Trading difficulties between the US and China, and drought in key growing areas, are having a serious impact on the grain market.
Delegates at last week’s AHDB Grain Market Outlook Conference heard from speakers including Seth Meyer, chairman of the US Department of Agriculture.
Meyer said the US would break with the norm of supplying China for six months of the season and was looking to export to elsewhere in the world year-round.
Rabobank analyst Charles Clack added that the 25% tariff imposed on US imports meant China was left trying to source enough soybeans to meet demand, which might not be possible. Rapeseed supplies remain tight, despite record soybean production in the US, and China is forecast to import an additional 11% in 2018/19.

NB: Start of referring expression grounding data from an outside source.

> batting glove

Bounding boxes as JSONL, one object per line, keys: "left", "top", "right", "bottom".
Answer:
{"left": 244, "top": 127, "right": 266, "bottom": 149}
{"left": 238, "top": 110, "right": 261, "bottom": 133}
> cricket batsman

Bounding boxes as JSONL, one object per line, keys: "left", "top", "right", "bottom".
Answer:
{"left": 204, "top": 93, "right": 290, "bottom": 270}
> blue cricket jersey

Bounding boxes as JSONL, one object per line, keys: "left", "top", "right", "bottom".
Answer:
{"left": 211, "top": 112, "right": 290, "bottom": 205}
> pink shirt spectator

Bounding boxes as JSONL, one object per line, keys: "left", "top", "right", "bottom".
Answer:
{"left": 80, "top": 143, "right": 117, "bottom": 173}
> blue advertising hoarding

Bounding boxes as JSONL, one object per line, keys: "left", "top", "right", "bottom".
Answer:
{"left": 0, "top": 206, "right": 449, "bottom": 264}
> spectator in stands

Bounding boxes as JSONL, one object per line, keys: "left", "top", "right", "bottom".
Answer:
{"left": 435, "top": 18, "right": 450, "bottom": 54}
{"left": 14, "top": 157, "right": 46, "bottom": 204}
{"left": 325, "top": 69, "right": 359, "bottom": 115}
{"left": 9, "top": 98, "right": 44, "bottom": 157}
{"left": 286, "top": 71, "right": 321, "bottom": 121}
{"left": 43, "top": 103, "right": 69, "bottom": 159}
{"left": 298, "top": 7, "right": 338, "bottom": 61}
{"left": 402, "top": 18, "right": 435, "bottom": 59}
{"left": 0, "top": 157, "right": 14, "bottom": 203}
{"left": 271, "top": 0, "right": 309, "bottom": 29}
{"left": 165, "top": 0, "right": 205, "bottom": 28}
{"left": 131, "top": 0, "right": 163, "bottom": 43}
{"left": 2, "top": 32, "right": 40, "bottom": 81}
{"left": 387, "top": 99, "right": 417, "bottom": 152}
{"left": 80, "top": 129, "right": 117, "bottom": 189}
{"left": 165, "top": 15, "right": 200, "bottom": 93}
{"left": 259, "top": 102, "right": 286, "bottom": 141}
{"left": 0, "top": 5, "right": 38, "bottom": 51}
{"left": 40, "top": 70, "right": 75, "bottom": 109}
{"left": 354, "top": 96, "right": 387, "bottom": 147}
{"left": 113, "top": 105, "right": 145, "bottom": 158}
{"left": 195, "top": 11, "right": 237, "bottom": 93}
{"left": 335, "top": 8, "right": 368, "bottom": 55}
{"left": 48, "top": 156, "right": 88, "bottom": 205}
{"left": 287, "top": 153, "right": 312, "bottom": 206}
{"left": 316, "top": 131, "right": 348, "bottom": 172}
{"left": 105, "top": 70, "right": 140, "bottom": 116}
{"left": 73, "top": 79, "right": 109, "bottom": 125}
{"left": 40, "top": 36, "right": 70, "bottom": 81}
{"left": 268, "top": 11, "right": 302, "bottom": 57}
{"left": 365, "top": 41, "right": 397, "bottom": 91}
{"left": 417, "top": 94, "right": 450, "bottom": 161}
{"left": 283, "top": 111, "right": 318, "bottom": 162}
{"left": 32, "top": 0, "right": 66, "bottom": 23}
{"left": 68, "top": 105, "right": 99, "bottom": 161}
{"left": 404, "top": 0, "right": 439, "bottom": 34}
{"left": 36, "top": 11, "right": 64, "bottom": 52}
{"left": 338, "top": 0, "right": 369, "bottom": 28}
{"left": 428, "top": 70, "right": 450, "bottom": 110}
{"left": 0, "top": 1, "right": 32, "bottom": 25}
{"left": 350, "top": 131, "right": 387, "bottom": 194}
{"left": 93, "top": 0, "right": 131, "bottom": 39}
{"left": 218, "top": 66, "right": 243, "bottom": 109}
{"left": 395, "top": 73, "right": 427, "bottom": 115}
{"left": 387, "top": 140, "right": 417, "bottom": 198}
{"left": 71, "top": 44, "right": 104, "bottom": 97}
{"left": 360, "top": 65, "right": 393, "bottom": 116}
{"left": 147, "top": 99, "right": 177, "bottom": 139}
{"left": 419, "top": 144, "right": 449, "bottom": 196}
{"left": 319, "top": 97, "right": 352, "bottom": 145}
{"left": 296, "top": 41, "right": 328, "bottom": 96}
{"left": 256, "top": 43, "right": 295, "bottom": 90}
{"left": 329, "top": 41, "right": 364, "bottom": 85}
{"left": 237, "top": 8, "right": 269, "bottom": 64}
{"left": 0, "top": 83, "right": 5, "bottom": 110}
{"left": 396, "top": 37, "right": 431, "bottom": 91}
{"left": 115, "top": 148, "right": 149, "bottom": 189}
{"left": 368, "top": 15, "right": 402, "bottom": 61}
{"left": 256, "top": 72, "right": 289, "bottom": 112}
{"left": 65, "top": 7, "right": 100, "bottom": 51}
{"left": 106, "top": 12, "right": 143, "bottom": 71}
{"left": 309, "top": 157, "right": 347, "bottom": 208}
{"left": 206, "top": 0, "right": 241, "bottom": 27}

The conference also heard about the tightening of the wheat market following drought in key growing regions. Although milling quality has been reported as good, UK wheat production is down 5% year-on-year to 14.1 million tonnes (m/t), barley down 8% to 6.6m/t and oilseed rape down 5% at 2m/t.
There is also uncertainty in the UK at regional level with the closure of the Vivergo biofuel plant already impacting local prices and logistics and the planned Hovis plant closures likely to do the same, delegates were told.
Animal feed demand is expected to rise following the summer drought and lack of forage, though there are questions around what grains will be used. Adding to this is uncertainty over Brexit.
“The crop size being smaller means we have less export availability for both wheat and barley. In addition, there may be a shift in the type of grain we export,” said AHDB senior analyst Helen Plant.
“Spain has been a good customer of feed barley in recent years, but it’s currently a net exporter, while drought has affected malting barley quality in Europe, so there may be an opportunity there.
“There’s limited opportunity for stock recoveries, because of the size of the harvest.”